Design/methodology/approach: Using a robust empirical methodology, the study employs regression analysis to evaluate the connection between green finance and business success. The research incorporates key financial indicators, sustainability metrics, and key performance indicators (KPIs) to measure the impact of green financing on both financial performance and sustainability outcomes. The study also accounts for regional and industry- specific factors, providing a nuanced understanding of how green finance strategies work across different business environments. Hypotheses were formed to be tested using primary data collected through a survey questionnaire. The data were collected from the Dubai police organisation as a field of study. Out of the 500 distributed questionnaires, 280 questionnaires were returned. Partial least squares structural equation modelling (PLS-SEM) was used to analyse the data for measurement and structural models.
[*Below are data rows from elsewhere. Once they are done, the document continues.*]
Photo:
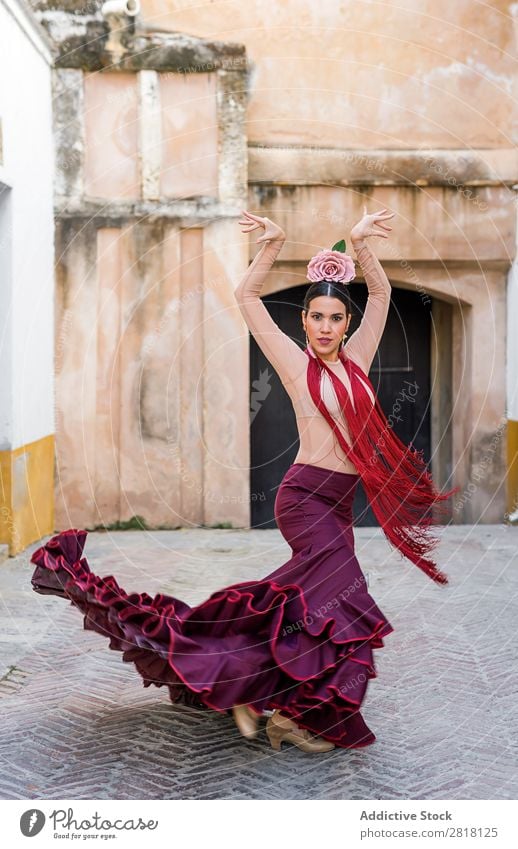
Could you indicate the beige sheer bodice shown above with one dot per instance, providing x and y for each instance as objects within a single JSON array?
[{"x": 318, "y": 444}]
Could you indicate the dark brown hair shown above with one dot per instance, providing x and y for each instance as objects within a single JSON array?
[{"x": 330, "y": 289}]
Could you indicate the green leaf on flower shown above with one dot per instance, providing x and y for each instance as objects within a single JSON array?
[{"x": 340, "y": 246}]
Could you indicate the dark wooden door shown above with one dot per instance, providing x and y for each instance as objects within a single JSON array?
[{"x": 400, "y": 374}]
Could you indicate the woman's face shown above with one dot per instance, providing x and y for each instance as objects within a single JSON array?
[{"x": 325, "y": 323}]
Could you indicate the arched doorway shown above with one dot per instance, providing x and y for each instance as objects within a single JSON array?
[{"x": 400, "y": 373}]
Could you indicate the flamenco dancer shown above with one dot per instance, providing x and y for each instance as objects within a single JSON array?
[{"x": 298, "y": 643}]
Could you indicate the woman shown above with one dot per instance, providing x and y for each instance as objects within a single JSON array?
[{"x": 299, "y": 642}]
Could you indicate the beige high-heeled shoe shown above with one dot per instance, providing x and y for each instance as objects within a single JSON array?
[
  {"x": 246, "y": 720},
  {"x": 281, "y": 729}
]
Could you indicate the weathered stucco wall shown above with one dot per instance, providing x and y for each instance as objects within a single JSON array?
[
  {"x": 162, "y": 137},
  {"x": 366, "y": 75}
]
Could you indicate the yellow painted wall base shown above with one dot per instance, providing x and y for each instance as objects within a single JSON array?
[
  {"x": 512, "y": 466},
  {"x": 27, "y": 493}
]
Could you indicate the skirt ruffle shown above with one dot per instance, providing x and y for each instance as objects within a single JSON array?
[{"x": 258, "y": 643}]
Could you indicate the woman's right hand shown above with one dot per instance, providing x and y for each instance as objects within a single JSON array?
[{"x": 251, "y": 222}]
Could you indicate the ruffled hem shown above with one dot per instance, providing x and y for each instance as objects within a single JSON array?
[{"x": 251, "y": 642}]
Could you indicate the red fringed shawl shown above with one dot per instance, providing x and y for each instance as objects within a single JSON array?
[{"x": 396, "y": 480}]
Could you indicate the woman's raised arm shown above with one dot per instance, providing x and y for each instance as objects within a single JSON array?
[
  {"x": 286, "y": 357},
  {"x": 364, "y": 342}
]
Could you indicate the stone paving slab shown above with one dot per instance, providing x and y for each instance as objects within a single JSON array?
[{"x": 78, "y": 723}]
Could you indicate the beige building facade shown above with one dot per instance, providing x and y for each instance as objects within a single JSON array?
[{"x": 169, "y": 122}]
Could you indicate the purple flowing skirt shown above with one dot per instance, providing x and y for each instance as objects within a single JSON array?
[{"x": 300, "y": 639}]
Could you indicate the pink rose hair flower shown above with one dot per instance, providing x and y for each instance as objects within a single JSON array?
[{"x": 331, "y": 265}]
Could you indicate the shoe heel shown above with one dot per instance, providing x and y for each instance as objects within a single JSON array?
[{"x": 275, "y": 736}]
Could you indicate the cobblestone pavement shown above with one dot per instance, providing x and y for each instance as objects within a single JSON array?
[{"x": 77, "y": 722}]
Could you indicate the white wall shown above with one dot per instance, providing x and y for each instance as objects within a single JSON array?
[{"x": 26, "y": 231}]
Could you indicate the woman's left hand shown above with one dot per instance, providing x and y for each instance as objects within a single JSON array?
[{"x": 368, "y": 224}]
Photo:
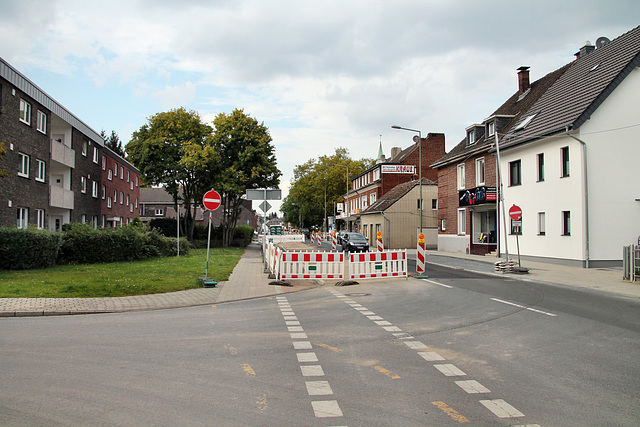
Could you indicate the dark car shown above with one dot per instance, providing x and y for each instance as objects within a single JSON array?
[{"x": 354, "y": 242}]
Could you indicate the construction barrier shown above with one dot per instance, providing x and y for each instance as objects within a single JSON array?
[
  {"x": 310, "y": 265},
  {"x": 374, "y": 265}
]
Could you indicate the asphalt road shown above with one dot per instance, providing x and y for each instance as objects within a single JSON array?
[{"x": 456, "y": 348}]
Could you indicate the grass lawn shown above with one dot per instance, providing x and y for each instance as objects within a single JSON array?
[{"x": 152, "y": 276}]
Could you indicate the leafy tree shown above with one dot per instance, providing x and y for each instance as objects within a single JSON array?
[
  {"x": 240, "y": 156},
  {"x": 113, "y": 142},
  {"x": 158, "y": 149},
  {"x": 304, "y": 204}
]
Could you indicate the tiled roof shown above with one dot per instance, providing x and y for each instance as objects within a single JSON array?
[
  {"x": 393, "y": 195},
  {"x": 515, "y": 107},
  {"x": 572, "y": 99}
]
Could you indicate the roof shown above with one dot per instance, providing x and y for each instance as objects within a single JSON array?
[
  {"x": 512, "y": 110},
  {"x": 393, "y": 195},
  {"x": 571, "y": 100}
]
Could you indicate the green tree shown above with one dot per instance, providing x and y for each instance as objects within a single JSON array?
[
  {"x": 304, "y": 204},
  {"x": 159, "y": 150},
  {"x": 113, "y": 142},
  {"x": 241, "y": 156}
]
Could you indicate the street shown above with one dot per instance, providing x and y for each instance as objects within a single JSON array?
[{"x": 456, "y": 348}]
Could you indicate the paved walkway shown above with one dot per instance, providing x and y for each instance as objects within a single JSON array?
[{"x": 249, "y": 280}]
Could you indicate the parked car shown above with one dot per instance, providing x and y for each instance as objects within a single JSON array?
[{"x": 354, "y": 242}]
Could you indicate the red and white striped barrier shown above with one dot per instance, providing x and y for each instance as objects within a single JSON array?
[
  {"x": 310, "y": 265},
  {"x": 374, "y": 265}
]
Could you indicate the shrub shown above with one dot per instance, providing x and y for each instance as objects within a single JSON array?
[{"x": 28, "y": 249}]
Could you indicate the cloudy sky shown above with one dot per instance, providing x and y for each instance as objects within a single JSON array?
[{"x": 319, "y": 74}]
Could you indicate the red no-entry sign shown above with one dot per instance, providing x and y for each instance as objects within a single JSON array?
[
  {"x": 515, "y": 213},
  {"x": 211, "y": 200}
]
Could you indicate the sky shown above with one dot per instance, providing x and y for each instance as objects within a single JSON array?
[{"x": 319, "y": 74}]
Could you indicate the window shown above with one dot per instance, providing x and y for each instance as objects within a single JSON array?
[
  {"x": 541, "y": 224},
  {"x": 460, "y": 179},
  {"x": 462, "y": 221},
  {"x": 40, "y": 218},
  {"x": 566, "y": 223},
  {"x": 23, "y": 166},
  {"x": 25, "y": 112},
  {"x": 41, "y": 170},
  {"x": 480, "y": 172},
  {"x": 565, "y": 161},
  {"x": 23, "y": 218},
  {"x": 42, "y": 122},
  {"x": 540, "y": 167},
  {"x": 515, "y": 177}
]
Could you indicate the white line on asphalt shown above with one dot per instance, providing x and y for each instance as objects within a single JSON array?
[
  {"x": 472, "y": 387},
  {"x": 501, "y": 409},
  {"x": 450, "y": 370},
  {"x": 524, "y": 307},
  {"x": 326, "y": 409},
  {"x": 318, "y": 388},
  {"x": 312, "y": 370}
]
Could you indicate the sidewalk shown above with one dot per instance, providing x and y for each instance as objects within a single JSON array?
[{"x": 249, "y": 280}]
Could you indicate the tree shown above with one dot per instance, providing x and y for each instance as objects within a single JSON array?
[
  {"x": 113, "y": 142},
  {"x": 304, "y": 204},
  {"x": 240, "y": 156},
  {"x": 158, "y": 150}
]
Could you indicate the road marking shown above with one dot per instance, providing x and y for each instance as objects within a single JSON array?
[
  {"x": 328, "y": 347},
  {"x": 524, "y": 307},
  {"x": 312, "y": 371},
  {"x": 430, "y": 356},
  {"x": 248, "y": 369},
  {"x": 455, "y": 415},
  {"x": 326, "y": 409},
  {"x": 501, "y": 409},
  {"x": 472, "y": 387},
  {"x": 307, "y": 357},
  {"x": 436, "y": 283},
  {"x": 386, "y": 372},
  {"x": 450, "y": 370},
  {"x": 318, "y": 388}
]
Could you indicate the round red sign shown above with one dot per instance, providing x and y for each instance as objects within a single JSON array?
[
  {"x": 515, "y": 213},
  {"x": 211, "y": 200}
]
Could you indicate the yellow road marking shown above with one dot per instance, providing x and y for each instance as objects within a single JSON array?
[
  {"x": 386, "y": 372},
  {"x": 248, "y": 369},
  {"x": 455, "y": 415},
  {"x": 337, "y": 350}
]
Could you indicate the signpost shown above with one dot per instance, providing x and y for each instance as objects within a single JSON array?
[{"x": 211, "y": 201}]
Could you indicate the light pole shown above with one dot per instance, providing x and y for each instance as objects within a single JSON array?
[
  {"x": 346, "y": 201},
  {"x": 419, "y": 165}
]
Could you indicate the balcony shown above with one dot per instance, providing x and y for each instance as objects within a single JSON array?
[
  {"x": 60, "y": 198},
  {"x": 63, "y": 154}
]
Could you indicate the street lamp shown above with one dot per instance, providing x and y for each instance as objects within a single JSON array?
[
  {"x": 419, "y": 165},
  {"x": 346, "y": 201}
]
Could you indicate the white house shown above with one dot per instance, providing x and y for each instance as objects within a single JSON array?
[{"x": 572, "y": 164}]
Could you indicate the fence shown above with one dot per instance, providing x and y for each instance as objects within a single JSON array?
[{"x": 374, "y": 265}]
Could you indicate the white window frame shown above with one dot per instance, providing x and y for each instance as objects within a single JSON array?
[
  {"x": 460, "y": 174},
  {"x": 480, "y": 169},
  {"x": 23, "y": 166},
  {"x": 25, "y": 112},
  {"x": 41, "y": 170},
  {"x": 41, "y": 126}
]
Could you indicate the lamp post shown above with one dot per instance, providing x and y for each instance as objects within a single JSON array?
[
  {"x": 346, "y": 201},
  {"x": 419, "y": 165}
]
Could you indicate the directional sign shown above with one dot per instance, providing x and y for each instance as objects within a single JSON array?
[
  {"x": 211, "y": 200},
  {"x": 515, "y": 213}
]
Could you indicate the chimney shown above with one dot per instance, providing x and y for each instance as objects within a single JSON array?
[{"x": 523, "y": 79}]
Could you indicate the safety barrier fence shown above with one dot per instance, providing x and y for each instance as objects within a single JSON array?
[{"x": 372, "y": 265}]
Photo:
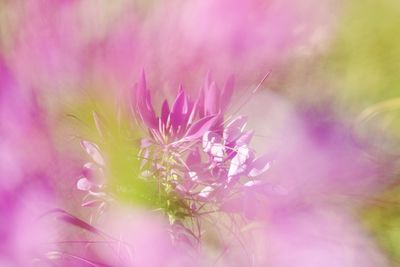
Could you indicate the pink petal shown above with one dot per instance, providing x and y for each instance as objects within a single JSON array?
[
  {"x": 200, "y": 127},
  {"x": 93, "y": 151},
  {"x": 260, "y": 165}
]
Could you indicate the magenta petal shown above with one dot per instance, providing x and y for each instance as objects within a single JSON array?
[
  {"x": 227, "y": 93},
  {"x": 179, "y": 109},
  {"x": 200, "y": 127},
  {"x": 212, "y": 99},
  {"x": 164, "y": 112},
  {"x": 93, "y": 151},
  {"x": 84, "y": 184},
  {"x": 143, "y": 104},
  {"x": 245, "y": 138},
  {"x": 193, "y": 158},
  {"x": 234, "y": 129}
]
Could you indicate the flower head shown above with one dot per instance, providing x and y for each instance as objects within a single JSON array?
[{"x": 196, "y": 156}]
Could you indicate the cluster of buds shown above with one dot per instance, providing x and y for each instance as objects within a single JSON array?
[{"x": 197, "y": 158}]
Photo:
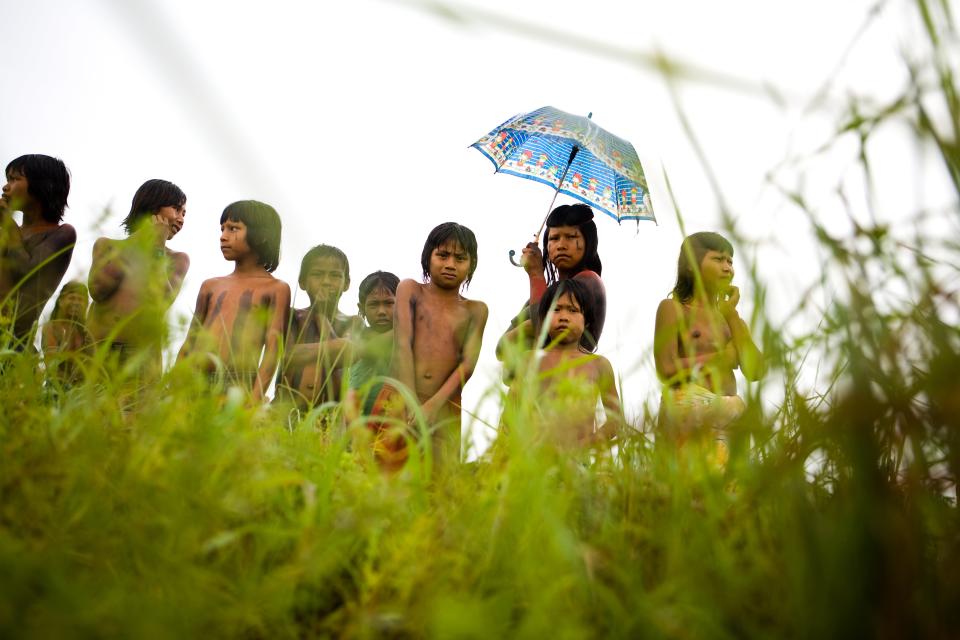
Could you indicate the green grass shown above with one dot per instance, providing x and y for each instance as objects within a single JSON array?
[{"x": 835, "y": 517}]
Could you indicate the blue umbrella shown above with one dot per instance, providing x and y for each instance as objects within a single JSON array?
[{"x": 574, "y": 156}]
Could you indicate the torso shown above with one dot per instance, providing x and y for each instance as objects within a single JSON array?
[
  {"x": 704, "y": 331},
  {"x": 440, "y": 327},
  {"x": 236, "y": 312},
  {"x": 135, "y": 314},
  {"x": 569, "y": 384}
]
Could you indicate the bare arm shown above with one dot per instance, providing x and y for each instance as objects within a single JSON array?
[
  {"x": 468, "y": 363},
  {"x": 179, "y": 267},
  {"x": 106, "y": 272},
  {"x": 199, "y": 319},
  {"x": 671, "y": 366},
  {"x": 403, "y": 310},
  {"x": 750, "y": 357},
  {"x": 271, "y": 351}
]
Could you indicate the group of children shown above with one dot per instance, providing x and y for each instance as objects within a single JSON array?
[{"x": 398, "y": 366}]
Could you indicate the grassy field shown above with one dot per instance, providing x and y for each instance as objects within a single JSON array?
[{"x": 836, "y": 515}]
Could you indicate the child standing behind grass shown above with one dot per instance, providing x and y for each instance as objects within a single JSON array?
[
  {"x": 240, "y": 318},
  {"x": 438, "y": 334},
  {"x": 699, "y": 340},
  {"x": 570, "y": 378},
  {"x": 34, "y": 255},
  {"x": 134, "y": 281}
]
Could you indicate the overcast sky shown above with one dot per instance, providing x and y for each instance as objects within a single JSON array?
[{"x": 354, "y": 120}]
Findings: Preliminary findings show a strong positive correlation between green finance practices and improved firm performance. Companies adopting green financing strategies tend to show enhanced profitability, efficiency, and market value. Furthermore, the research highlights that green finance plays a crucial role in supporting businesses' sustainability goals, driving progress toward environmental objectives while boosting financial performance. This suggests that eco-conscious financial strategies are mutually beneficial for both business success and environmental sustainability.
Research limitations/implications: Limitations of the study include potential data constraints, as comprehensive sustainability metrics may not be uniformly available across all industries or regions. The research focuses on specific industries and regions, which may limit the generalizability of the findings. Future studies could adopt a longitudinal approach to explore the long-term effects of green finance. The study's implications are valuable for policymakers, financial institutions, and business leaders seeking to align financial strategies with sustainability goals.
Originality/value: This research contributes to the understanding of how green financing impacts both business performance and sustainability. It offers practical insights for businesses, financial institutions, and policymakers to implement effective, sustainable financial strategies that drive both economic and environmental benefits.